In sostanza, promuovendo un confronto low profile, tutto interno agli interessi agricoli, e catalizzando l’HC sul primo pilastro, la Fischer Böel ha promosso dei cambiamenti che, date le premesse e le proposte iniziali, possono pur apparire abbastanza soddisfacenti. D’altra parte, si trattava di vincere delle resistenze molto agguerrite. Si può quindi concludere che il primo obiettivo dichiarato dell’HC, quello “di una messa a punto delle riforme del 2003”, sia stato bene o male raggiunto.

L’Health Check ha indicato una soluzione per il futuro della PAC?

L’obiettivo dichiarato dalla Fischer Böel per l’HC era però anche, come detto, di fornire “un contributo alla discussione sulle future priorità nel campo dell'agricoltura”. Come si inserisce la conclusione dell’HC nel dibattito sul dopo 2013? In altri termini, emerge dal dibattito interno all’agricoltura, sviluppatosi nell’ambito dell’HC, una proposta convincente e sostenibile da presentare sui tavoli negoziali della Revisione di Bilancio e delle prospettive finanziarie per il prossimo periodo di programmazione?
In concomitanza con la conclusione dell’HC, si sono tenuti altri due fondamentali appuntamenti europei: il 16-17 ottobre a Limassol (Cipro) si è tenuta la Conferenza: “Europe’s rural areas in action: facing the challenges of tomorrow”, una sorta di terzo grande confronto sulla politica di sviluppo rurale, dopo la conferenza di Cork del 1996 e quella di Salisburgo del 2003; il 12 novembre si è svolta a Bruxelles la Conferenza: “Reforming the budget, changing Europe” a conclusione della consultazione pubblica della Revisione di Bilancio e del suo rilancio che terminerà presumibilmente nel 2009.
Due rilevanti questioni emergono da questi appuntamenti. La prima riguarda il rapporto tra PAC e strategie future dell’UE. La seconda il rapporto tra il mondo dell’agricoltura e le rappresentanze di altri interessi in Europa.
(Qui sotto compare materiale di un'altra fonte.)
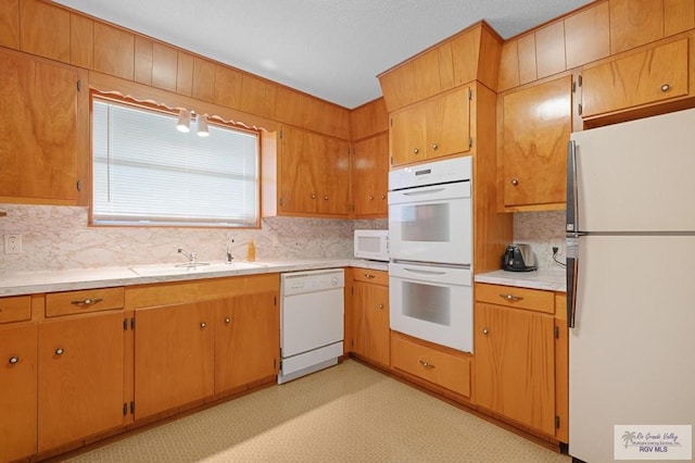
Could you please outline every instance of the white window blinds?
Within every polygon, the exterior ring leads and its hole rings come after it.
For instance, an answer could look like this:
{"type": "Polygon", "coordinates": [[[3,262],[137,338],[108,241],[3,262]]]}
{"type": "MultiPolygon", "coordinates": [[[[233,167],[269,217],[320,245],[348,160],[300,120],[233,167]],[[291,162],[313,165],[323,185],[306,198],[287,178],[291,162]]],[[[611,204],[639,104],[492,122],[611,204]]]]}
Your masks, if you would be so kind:
{"type": "Polygon", "coordinates": [[[92,100],[92,221],[111,225],[256,226],[258,136],[92,100]]]}

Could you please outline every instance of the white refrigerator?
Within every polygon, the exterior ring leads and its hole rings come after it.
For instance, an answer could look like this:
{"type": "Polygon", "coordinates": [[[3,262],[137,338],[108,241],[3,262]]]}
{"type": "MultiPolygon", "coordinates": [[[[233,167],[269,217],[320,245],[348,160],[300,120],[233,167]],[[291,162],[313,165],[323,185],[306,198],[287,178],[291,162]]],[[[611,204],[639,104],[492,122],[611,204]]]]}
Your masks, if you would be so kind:
{"type": "Polygon", "coordinates": [[[572,134],[567,264],[570,455],[690,461],[695,110],[572,134]]]}

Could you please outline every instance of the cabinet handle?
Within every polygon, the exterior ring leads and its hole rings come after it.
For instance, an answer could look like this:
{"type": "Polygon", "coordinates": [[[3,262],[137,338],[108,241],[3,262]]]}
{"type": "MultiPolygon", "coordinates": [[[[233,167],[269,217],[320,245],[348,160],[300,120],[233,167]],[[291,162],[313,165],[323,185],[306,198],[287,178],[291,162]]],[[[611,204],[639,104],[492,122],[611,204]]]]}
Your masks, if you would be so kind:
{"type": "Polygon", "coordinates": [[[508,302],[517,302],[523,299],[521,296],[504,295],[504,293],[500,293],[500,297],[508,302]]]}
{"type": "Polygon", "coordinates": [[[426,362],[425,360],[420,360],[420,365],[422,365],[425,370],[432,370],[434,367],[434,365],[432,365],[429,362],[426,362]]]}
{"type": "Polygon", "coordinates": [[[89,306],[89,305],[98,304],[99,302],[102,302],[102,301],[103,301],[103,298],[83,299],[81,301],[71,301],[71,304],[80,305],[80,306],[89,306]]]}

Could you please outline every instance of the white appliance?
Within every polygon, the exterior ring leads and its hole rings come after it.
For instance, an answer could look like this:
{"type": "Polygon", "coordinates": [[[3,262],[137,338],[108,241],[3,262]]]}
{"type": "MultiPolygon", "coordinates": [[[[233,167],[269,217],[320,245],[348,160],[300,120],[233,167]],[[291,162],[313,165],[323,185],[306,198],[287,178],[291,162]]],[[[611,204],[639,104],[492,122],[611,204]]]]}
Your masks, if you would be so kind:
{"type": "Polygon", "coordinates": [[[278,384],[338,363],[343,354],[344,287],[342,268],[281,274],[278,384]]]}
{"type": "Polygon", "coordinates": [[[389,173],[391,329],[472,352],[471,159],[389,173]]]}
{"type": "Polygon", "coordinates": [[[389,262],[389,230],[355,230],[355,258],[389,262]]]}
{"type": "Polygon", "coordinates": [[[580,461],[692,458],[694,129],[687,110],[571,136],[569,453],[580,461]]]}
{"type": "Polygon", "coordinates": [[[391,259],[471,264],[470,157],[389,172],[391,259]]]}

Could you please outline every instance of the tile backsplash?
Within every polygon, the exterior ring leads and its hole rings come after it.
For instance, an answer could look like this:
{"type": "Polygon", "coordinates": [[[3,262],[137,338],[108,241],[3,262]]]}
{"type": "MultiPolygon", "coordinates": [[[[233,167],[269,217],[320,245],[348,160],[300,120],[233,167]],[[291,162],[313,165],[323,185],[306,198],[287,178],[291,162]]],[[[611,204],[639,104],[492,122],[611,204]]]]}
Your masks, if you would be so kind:
{"type": "Polygon", "coordinates": [[[223,261],[226,248],[247,259],[250,239],[257,260],[350,258],[353,230],[387,228],[387,220],[268,217],[261,229],[90,227],[87,208],[0,204],[0,236],[22,235],[22,253],[0,248],[2,273],[93,268],[182,261],[177,249],[201,261],[223,261]]]}
{"type": "Polygon", "coordinates": [[[515,213],[514,242],[531,245],[539,270],[564,270],[553,261],[553,247],[565,262],[565,211],[515,213]]]}

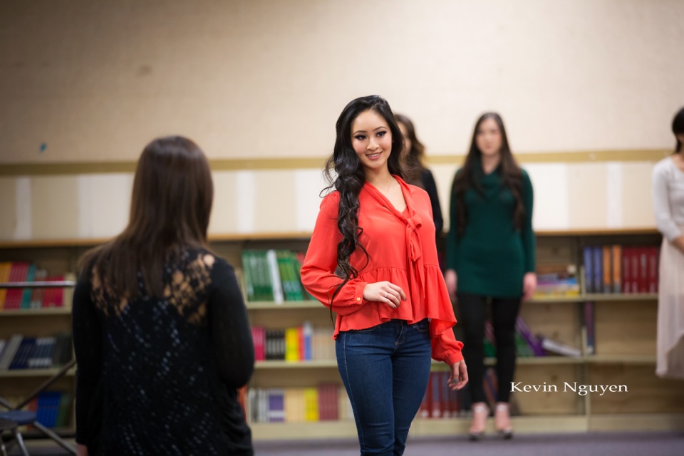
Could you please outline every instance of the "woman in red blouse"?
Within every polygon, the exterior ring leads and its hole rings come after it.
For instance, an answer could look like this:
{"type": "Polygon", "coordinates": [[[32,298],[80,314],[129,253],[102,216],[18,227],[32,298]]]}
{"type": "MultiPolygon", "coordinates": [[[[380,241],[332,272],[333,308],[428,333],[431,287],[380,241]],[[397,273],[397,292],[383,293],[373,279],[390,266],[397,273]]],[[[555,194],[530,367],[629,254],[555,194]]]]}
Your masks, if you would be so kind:
{"type": "Polygon", "coordinates": [[[430,358],[449,366],[452,390],[467,382],[462,343],[452,330],[430,198],[402,180],[403,138],[389,105],[377,95],[353,100],[336,131],[325,170],[336,191],[321,204],[301,279],[337,314],[338,367],[361,454],[402,455],[430,358]]]}

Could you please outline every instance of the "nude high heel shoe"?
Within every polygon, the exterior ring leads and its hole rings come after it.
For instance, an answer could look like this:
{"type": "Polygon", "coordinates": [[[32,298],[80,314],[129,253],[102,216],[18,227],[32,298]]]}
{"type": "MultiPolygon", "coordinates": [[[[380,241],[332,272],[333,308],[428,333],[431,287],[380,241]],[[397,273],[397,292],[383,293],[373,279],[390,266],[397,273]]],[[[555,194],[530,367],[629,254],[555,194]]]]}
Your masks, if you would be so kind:
{"type": "Polygon", "coordinates": [[[499,402],[494,414],[494,426],[499,435],[504,439],[513,437],[513,428],[511,427],[511,415],[508,403],[499,402]]]}
{"type": "Polygon", "coordinates": [[[489,416],[489,408],[483,402],[477,402],[472,405],[472,422],[468,431],[471,440],[479,440],[484,434],[487,428],[487,418],[489,416]]]}

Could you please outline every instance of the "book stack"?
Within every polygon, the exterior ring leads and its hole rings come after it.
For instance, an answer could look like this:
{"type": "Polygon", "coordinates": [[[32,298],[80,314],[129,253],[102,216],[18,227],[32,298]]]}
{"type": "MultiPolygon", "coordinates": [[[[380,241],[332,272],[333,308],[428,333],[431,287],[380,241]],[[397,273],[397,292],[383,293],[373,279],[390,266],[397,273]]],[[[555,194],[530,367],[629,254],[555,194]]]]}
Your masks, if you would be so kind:
{"type": "Polygon", "coordinates": [[[337,421],[353,418],[344,388],[333,383],[316,387],[256,388],[247,393],[246,416],[252,423],[337,421]]]}
{"type": "MultiPolygon", "coordinates": [[[[0,284],[33,281],[76,280],[76,276],[48,276],[45,269],[25,261],[0,263],[0,284]]],[[[73,293],[70,289],[0,288],[0,311],[45,309],[71,306],[73,293]]]]}
{"type": "Polygon", "coordinates": [[[0,340],[0,371],[48,369],[71,361],[71,336],[61,333],[48,337],[14,334],[0,340]]]}
{"type": "Polygon", "coordinates": [[[309,321],[284,328],[252,326],[252,337],[257,361],[335,359],[333,329],[328,326],[312,326],[309,321]]]}
{"type": "MultiPolygon", "coordinates": [[[[8,396],[5,399],[11,404],[24,400],[20,396],[8,396]]],[[[21,410],[36,413],[36,421],[46,428],[66,428],[73,403],[70,391],[47,390],[39,393],[21,410]]]]}
{"type": "Polygon", "coordinates": [[[534,297],[579,296],[577,266],[574,264],[540,264],[537,267],[534,297]]]}
{"type": "Polygon", "coordinates": [[[303,258],[304,254],[289,250],[243,250],[247,301],[282,304],[311,299],[299,275],[303,258]]]}
{"type": "Polygon", "coordinates": [[[583,251],[587,293],[658,293],[658,247],[588,246],[583,251]]]}

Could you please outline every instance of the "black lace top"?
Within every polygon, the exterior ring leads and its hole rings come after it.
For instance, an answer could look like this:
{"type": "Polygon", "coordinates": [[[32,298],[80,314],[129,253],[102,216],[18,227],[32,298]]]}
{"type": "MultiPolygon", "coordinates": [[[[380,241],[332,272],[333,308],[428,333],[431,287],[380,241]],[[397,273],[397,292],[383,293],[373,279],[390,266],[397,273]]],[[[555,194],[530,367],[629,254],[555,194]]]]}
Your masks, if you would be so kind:
{"type": "Polygon", "coordinates": [[[254,346],[233,269],[205,251],[178,263],[163,296],[142,279],[131,301],[95,279],[76,286],[76,441],[91,456],[253,454],[237,388],[254,346]]]}

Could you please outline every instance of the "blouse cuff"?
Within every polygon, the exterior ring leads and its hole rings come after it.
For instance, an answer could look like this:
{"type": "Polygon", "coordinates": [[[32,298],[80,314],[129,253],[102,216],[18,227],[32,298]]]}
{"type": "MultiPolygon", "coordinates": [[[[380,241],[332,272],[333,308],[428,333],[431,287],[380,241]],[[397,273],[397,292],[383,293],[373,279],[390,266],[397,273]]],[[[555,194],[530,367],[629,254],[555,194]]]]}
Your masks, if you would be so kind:
{"type": "Polygon", "coordinates": [[[356,286],[354,287],[355,304],[362,305],[366,304],[366,300],[363,299],[363,290],[368,284],[368,282],[358,282],[356,284],[356,286]]]}

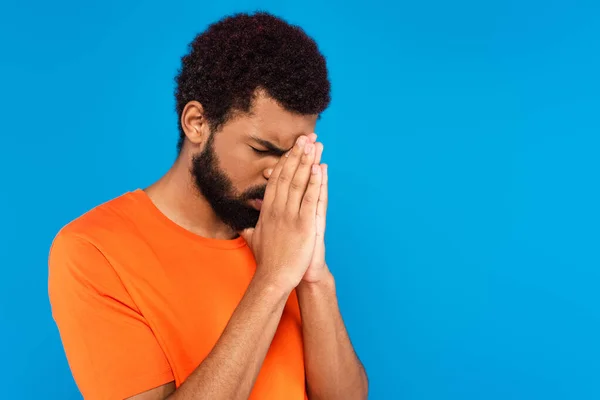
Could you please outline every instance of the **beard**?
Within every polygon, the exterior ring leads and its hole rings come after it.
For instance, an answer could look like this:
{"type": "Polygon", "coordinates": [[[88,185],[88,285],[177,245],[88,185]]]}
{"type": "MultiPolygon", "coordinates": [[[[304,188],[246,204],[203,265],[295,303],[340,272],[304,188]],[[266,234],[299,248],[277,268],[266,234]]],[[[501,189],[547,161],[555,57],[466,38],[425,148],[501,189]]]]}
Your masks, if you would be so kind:
{"type": "Polygon", "coordinates": [[[231,179],[219,168],[214,148],[214,133],[204,150],[193,157],[191,173],[196,187],[208,201],[217,217],[236,232],[254,228],[260,211],[248,205],[249,200],[262,199],[266,185],[253,186],[236,194],[231,179]]]}

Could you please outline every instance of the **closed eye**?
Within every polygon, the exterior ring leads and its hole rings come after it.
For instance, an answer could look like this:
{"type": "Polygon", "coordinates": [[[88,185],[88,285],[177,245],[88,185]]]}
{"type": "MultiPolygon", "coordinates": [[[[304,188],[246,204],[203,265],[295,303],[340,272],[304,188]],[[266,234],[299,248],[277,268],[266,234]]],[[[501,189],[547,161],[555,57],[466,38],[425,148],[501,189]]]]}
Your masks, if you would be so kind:
{"type": "Polygon", "coordinates": [[[255,153],[258,153],[258,154],[267,154],[267,153],[271,153],[271,150],[260,150],[260,149],[257,149],[257,148],[255,148],[255,147],[252,147],[252,146],[250,146],[250,148],[251,148],[252,150],[254,150],[254,152],[255,152],[255,153]]]}

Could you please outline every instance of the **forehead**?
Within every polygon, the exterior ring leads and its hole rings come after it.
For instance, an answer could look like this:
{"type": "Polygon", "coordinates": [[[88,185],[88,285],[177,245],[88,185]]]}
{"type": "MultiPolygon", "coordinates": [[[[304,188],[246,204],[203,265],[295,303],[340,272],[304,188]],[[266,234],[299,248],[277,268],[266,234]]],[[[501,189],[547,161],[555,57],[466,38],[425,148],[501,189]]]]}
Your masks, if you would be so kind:
{"type": "Polygon", "coordinates": [[[277,101],[259,94],[249,116],[248,122],[252,126],[252,132],[249,133],[282,147],[291,147],[298,136],[314,132],[317,117],[316,114],[289,112],[277,101]]]}

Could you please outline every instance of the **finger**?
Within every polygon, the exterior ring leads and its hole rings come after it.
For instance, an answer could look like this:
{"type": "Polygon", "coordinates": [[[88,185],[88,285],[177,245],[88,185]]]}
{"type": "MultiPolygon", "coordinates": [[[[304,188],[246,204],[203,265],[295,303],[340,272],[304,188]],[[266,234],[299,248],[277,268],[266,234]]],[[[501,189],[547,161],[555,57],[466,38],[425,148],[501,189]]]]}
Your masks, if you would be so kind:
{"type": "Polygon", "coordinates": [[[290,183],[286,208],[291,213],[297,214],[300,211],[302,196],[304,196],[306,186],[310,180],[310,169],[315,161],[315,150],[316,147],[312,143],[308,143],[304,147],[304,152],[300,158],[300,165],[298,165],[298,169],[296,169],[296,173],[290,183]]]}
{"type": "Polygon", "coordinates": [[[315,164],[321,164],[321,156],[323,155],[323,143],[315,143],[316,152],[315,152],[315,164]]]}
{"type": "Polygon", "coordinates": [[[300,206],[300,218],[315,223],[317,214],[317,204],[319,202],[319,191],[321,190],[321,168],[313,164],[310,171],[310,180],[308,187],[302,197],[302,205],[300,206]]]}
{"type": "MultiPolygon", "coordinates": [[[[277,190],[275,192],[275,198],[273,199],[274,207],[279,207],[282,210],[285,207],[288,199],[290,184],[294,178],[294,175],[296,174],[300,160],[304,155],[304,148],[307,143],[308,138],[302,135],[298,138],[298,140],[296,140],[296,144],[289,151],[289,156],[282,165],[281,172],[279,172],[279,175],[276,177],[277,190]]],[[[312,144],[310,145],[312,146],[312,144]]],[[[273,179],[273,177],[271,177],[271,179],[273,179]]]]}
{"type": "MultiPolygon", "coordinates": [[[[290,150],[291,151],[291,150],[290,150]]],[[[269,180],[267,181],[267,187],[265,189],[265,197],[263,198],[263,208],[268,209],[273,204],[275,199],[275,195],[277,193],[277,179],[279,178],[279,174],[283,169],[285,162],[288,159],[289,151],[279,158],[279,161],[275,165],[272,171],[268,174],[269,180]]]]}
{"type": "Polygon", "coordinates": [[[317,202],[317,236],[325,234],[325,222],[327,217],[327,203],[329,202],[329,188],[327,176],[327,164],[321,166],[321,188],[319,190],[319,200],[317,202]]]}
{"type": "Polygon", "coordinates": [[[249,247],[252,247],[252,236],[254,235],[254,228],[244,229],[240,232],[240,236],[244,238],[249,247]]]}

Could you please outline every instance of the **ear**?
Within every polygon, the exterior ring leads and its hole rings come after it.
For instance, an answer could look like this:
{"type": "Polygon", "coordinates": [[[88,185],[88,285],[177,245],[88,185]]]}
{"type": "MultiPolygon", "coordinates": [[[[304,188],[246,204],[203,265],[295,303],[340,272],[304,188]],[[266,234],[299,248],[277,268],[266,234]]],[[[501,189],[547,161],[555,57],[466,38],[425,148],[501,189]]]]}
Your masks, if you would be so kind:
{"type": "Polygon", "coordinates": [[[210,136],[210,126],[204,116],[202,104],[193,100],[188,102],[181,112],[181,127],[187,140],[197,147],[205,143],[210,136]]]}

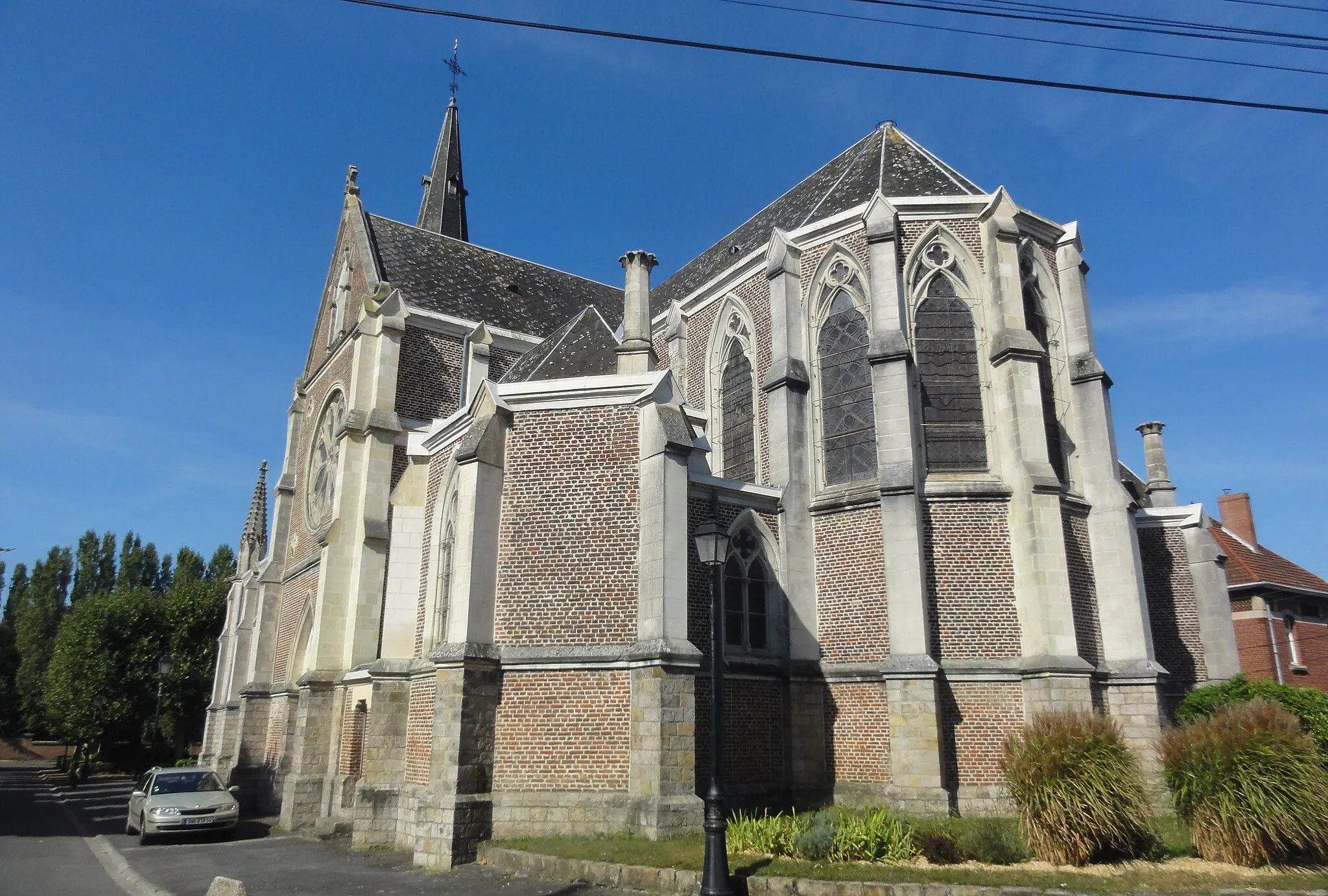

I caratteri di una PAC sostenibile dopo il 2013

Nell’UE è in corso un complesso confronto finalizzato alla ridefinizione delle sue stesse funzioni. Dopo l’allargamento ad Est, le bocciature prima francese ed olandese della Costituzione e poi irlandese del Trattato di Lisbona, i ricorrenti tentativi di alcuni Stati membri di svincolarsi dall’Europa e di risparmiare sui contributi al suo bilancio, e gli effetti della crisi economica, l’UE si interroga su quali debbano essere i propri obiettivi per gli anni a venire. I rischi sono la dissoluzione, se non addirittura la sconfitta, del progetto politico europeo e con esso del ruolo dell’Europa in un mondo aperto e multipolare. I contributi sono molteplici e generalmente di grande rilievo; il ventaglio di posizioni è molto ampio. Ma si possono individuare tre indirizzi strategici principali verso i quali c’è ampia convergenza:

  • Competitività, ricerca, innovazione: l’UE deve promuovere una significativa crescita del proprio sostegno alle attività di ricerca e all’innovazione, convergendo in tutte le sue politiche verso l’obiettivo della competitività (secondo i principi di Lisbona);
  • Ambiente e cambiamento climatico: occorre spostare maggiore spesa in questa direzione, promuovere le attività di ricerca e sviluppo a sostegno di obiettivi ambientali, allineare tutte le politiche alla sostenibilità ambientale (secondo i principi di Göteborg);
  • Energia: l’UE deve accrescere la propria sicurezza energetica, concentrare la ricerca e gli investimenti in direzione dell’efficienza energetica e dello sviluppo delle energie rinnovabili.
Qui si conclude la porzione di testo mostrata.